The patients’ electronic medical records were reviewed. Demographic and clinical variables were obtained, including general information (sex, age, length of hospital stay, ICU admission), comorbidities (pulmonary disease, diabetes, kidney disease, hypoalbuminemia, malignancy, cardiovascular, cerebrovascular, rheumatic disease, liver dysfunction), invasive procedures (surgery, mechanical ventilator, tracheotomy, gastric tube insertion, urinary catheterization and central venous catheter), special treatments (corticosteroids, immunosuppressants, chemotherapy, CRRT), antimicrobial exposure (carbapenems, β-lactamase inhibitor, cephalosporins, fluoroquinolone, aminoglycoside, glycopeptides, antifungal agents), and antibiotic treatment data.

Ethics

This study was approved by the Biomedical Ethics Committee of Anhui Medical University (approval No. 20200865). Given that this was a retrospective study, the requirement for informed consent was waived by the ethics committee. Patient data were obtained from the medical record system and analyzed anonymously to protect patient privacy. We declare that this study is in accordance with the Helsinki Declaration and the relevant national laws and policies, and never disclose the information of all patients.

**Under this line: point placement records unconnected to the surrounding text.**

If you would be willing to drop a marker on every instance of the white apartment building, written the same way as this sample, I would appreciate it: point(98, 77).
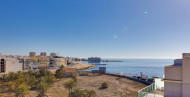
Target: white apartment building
point(9, 65)
point(177, 78)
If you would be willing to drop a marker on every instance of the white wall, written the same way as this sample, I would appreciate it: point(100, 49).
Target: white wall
point(159, 84)
point(173, 73)
point(185, 90)
point(172, 89)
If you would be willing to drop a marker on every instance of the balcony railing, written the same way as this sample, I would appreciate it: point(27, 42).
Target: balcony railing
point(150, 91)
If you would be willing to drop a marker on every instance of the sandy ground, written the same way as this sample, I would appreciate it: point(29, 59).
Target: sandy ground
point(117, 87)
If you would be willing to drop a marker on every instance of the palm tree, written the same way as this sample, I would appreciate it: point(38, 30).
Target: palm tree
point(42, 86)
point(59, 73)
point(22, 91)
point(77, 93)
point(90, 93)
point(69, 85)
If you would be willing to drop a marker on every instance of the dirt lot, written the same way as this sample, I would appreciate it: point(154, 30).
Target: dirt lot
point(117, 87)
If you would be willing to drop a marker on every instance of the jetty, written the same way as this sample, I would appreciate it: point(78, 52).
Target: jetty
point(146, 82)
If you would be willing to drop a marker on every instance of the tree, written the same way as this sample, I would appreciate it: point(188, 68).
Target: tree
point(11, 76)
point(11, 85)
point(22, 90)
point(31, 81)
point(104, 85)
point(90, 93)
point(69, 85)
point(42, 86)
point(61, 67)
point(59, 73)
point(74, 78)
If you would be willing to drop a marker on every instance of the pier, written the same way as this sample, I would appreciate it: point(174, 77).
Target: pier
point(131, 78)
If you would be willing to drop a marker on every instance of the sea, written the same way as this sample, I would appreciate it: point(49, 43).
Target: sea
point(148, 67)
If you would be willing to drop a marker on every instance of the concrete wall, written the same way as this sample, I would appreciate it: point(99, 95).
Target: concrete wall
point(173, 72)
point(185, 90)
point(186, 68)
point(172, 89)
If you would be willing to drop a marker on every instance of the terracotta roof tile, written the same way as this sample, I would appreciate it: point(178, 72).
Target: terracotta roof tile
point(69, 70)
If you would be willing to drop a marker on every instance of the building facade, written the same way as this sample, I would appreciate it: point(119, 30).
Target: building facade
point(32, 54)
point(94, 59)
point(43, 54)
point(10, 65)
point(177, 78)
point(58, 61)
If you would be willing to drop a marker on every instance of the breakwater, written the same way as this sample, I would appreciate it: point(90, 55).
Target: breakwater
point(146, 82)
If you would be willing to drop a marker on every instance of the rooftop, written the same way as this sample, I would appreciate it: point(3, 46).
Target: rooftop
point(69, 70)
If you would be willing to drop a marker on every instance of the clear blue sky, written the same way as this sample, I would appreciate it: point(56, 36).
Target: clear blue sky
point(102, 28)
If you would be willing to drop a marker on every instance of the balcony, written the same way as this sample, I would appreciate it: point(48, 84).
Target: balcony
point(154, 90)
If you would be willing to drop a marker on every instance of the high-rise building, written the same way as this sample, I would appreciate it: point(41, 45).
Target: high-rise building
point(10, 65)
point(53, 54)
point(177, 79)
point(32, 54)
point(43, 54)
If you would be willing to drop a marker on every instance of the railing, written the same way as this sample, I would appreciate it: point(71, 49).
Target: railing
point(149, 91)
point(143, 92)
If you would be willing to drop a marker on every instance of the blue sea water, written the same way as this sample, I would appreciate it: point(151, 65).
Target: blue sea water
point(149, 67)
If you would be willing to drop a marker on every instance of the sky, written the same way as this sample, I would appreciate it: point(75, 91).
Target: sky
point(96, 28)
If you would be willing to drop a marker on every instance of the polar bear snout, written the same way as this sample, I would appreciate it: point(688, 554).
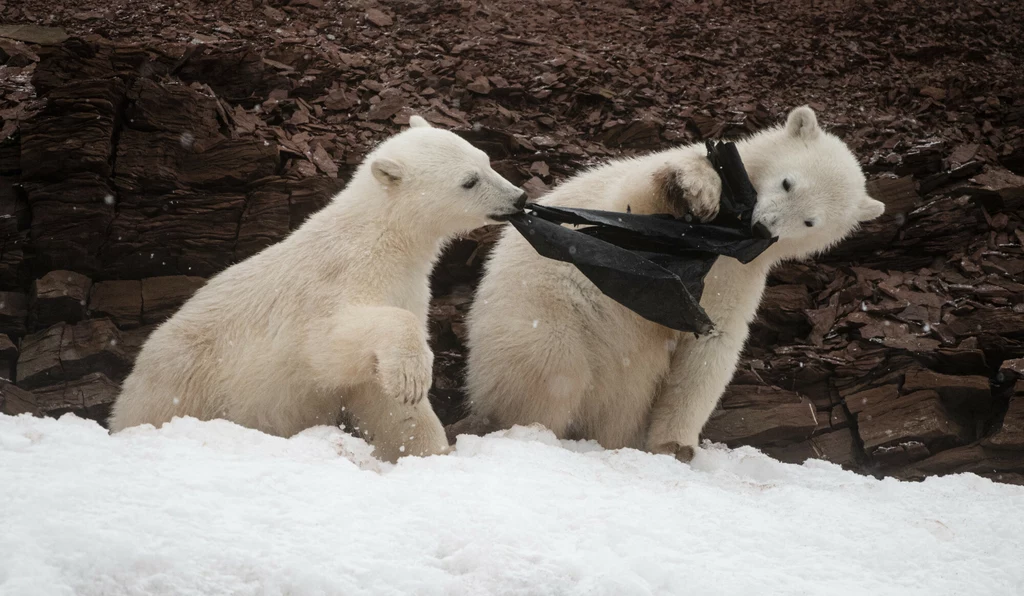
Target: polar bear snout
point(520, 202)
point(517, 206)
point(761, 230)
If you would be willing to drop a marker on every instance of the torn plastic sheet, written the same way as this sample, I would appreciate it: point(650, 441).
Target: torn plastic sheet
point(654, 264)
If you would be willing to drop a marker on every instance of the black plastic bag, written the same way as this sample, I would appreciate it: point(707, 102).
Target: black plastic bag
point(654, 264)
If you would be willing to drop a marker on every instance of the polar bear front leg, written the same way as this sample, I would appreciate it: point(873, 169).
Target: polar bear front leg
point(366, 343)
point(394, 429)
point(700, 370)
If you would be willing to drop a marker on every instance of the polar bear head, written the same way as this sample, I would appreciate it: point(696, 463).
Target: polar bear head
point(811, 190)
point(441, 181)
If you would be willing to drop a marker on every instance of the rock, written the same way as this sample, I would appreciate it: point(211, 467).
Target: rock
point(1010, 434)
point(971, 391)
point(13, 312)
point(8, 355)
point(59, 296)
point(1003, 466)
point(378, 17)
point(34, 34)
point(77, 394)
point(64, 352)
point(39, 363)
point(132, 340)
point(907, 427)
point(163, 296)
point(121, 300)
point(479, 85)
point(14, 400)
point(782, 423)
point(838, 448)
point(636, 134)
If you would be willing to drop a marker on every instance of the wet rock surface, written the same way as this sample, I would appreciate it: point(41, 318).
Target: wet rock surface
point(144, 147)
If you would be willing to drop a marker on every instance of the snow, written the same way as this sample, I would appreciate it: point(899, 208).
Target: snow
point(213, 508)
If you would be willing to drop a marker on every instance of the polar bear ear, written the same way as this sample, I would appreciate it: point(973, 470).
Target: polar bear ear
point(418, 122)
point(802, 123)
point(386, 171)
point(868, 209)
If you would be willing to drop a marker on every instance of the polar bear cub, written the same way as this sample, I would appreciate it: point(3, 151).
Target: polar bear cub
point(546, 346)
point(332, 321)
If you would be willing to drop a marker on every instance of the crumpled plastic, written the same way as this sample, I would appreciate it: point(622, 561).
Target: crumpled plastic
point(654, 264)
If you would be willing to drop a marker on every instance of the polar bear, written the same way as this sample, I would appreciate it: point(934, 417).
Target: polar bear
point(332, 322)
point(546, 346)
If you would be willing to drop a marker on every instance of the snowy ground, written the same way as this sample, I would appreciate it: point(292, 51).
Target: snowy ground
point(212, 508)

Antimicrobial Susceptibility Testing

Antimicrobial susceptibility testing was determined using the microdilution method, according to the Clinical and Laboratory Standards Institute Performance Standards for Antimicrobial Susceptibility Testing, 33rd informational supplement.²² The following antimicrobial agents were tested against S. maltophilia strains: trimethoprim/sulfamethoxazole (TMP-SMX), minocycline (MIN), levofloxacin (LVX), cefoperazone/sulbactam, tigecycline (TGC). All antibiotics are from Sigma-Aldrich China, Inc. All experiments were repeated three times. The breakpoint of tigecycline for S. maltophilia was based on the standard of the US Food and Drug Administration. S. maltophilia 17666, Pseudomonas aeruginosa ATCC 27853, and Escherichia coli ATCC 25922 were used as controls for antimicrobial susceptibility testing.

Statistical Analysis

IBM SPSS Statistics V26.0 statistical software package was used for analysis. Categorical variables were expressed as the number of cases (n) or percentage (%). For the univariate analyses, chi-squared or Fisher’s exact tests were used for categorical variables. We considered a P value <0.05 to be statistically significant. A multivariate logistic regression was conducted based on the significant variables from a univariate analysis (P<0.05). The results were reported as odds ratios (ORs) with 95% confidence intervals (CIs) and P values. P values <0.05 were considered statistically significant.

Results

Distribution of S. maltophilia Isolates

A total of 651 S. maltophilia isolates were collected from various sources, including the respiratory tract [sputum (348 isolates, 53%), alveolar lavage fluid (52, 8%)], abdominal drainage fluid (76, 12%), wound secretions (66, 10%), blood (62, 10%), urine (41, 6%) and cerebrospinal fluid (6, 1%). S. maltophilia isolates in the blood culture group, bronchoalveolar lavage fluid culture group in the sputum culture group and cerebrospinal fluid culture group were mainly distributed in the ICU, accounting for 77.4% (48/62), 88% (46/52), 44% (153/348) and 67% (4/6), respectively.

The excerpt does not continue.